Each publication has:
- Title and summary — what shows up on the public page and link previews.
- License — Open, Open + Commercial, Attribution, or View Only.
- Visibility — Public (discoverable on Explore) or Unlisted (link only).
- Attribution chain — tracks who contributed and what was forked.
Right-click a session or folder in Workspace and pick Publish. To update a published work, pick Publish new version.
On any public page, click Copy to workspace to fork it into your own account. Forked sessions are marked so you can always tell which content is original vs. derivative.
API
Everything in the UI is also a REST endpoint. Start runs from your own systems, poll status, read documents, send mid-run guidance.
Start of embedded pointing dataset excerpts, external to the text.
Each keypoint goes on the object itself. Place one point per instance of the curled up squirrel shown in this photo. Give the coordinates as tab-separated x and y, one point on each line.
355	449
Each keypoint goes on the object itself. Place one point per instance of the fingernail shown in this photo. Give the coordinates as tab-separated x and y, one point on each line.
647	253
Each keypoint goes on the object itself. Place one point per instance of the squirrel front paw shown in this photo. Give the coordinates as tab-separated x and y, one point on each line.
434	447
POST /research— start a ReportPOST /extractions— start a DatasetPOST /sessions/:id/messages— send mid-run guidanceGET /sessions/:id/status— poll progress and costGET /sessions/:id/document— read the finished ReportGET /sessions/:id/dataset— read finished Dataset rows
Full reference at /docs/api.
Pricing & budgets
Pay-as-you-go. No subscriptions. The numbers below are the minimum budget a session needs up front — not the price. You can set the cap higher; the agent works inside it, and anything it doesn't spend stays in your balance.
| Type | Model | Standard min | Deep read min |
|---|---|---|---|
| Report | Flash | $2 | $8 |
| Report | Pro | $10 | $25 |
| Dataset | Flash | $1 | $3 |
| Dataset | Pro | $5 | $15 |
A session's cost is LLM tokens plus the price of every search and scrape it ran. Pricing has the full per-call breakdown. Example reports shows what each tier actually produces.
Auto-recharge tops up your balance when it gets low. Volume bonuses kick in at $50 (10%), $100 (15%), and $250 (20%).
5 things to know
- Click any fact, see how it was found. Every claim in a Report and every cell in a Dataset opens a popover with the full tool-call trail. No more "where did this come from?".
- Message a running session. Don't wait for it to finish. The right-side chat picks up your guidance on the next cycle.
- Drag a past session into the composer. Easier than typing @. Useful for "build on what I did last week."
- Auto · Pro / Auto · Flash is showing you what it'll use. The pill text reveals the resolved model. If it's wrong for your case, override.
- Custom Instructions exists. Set them once in Account and stop re-typing your preferences.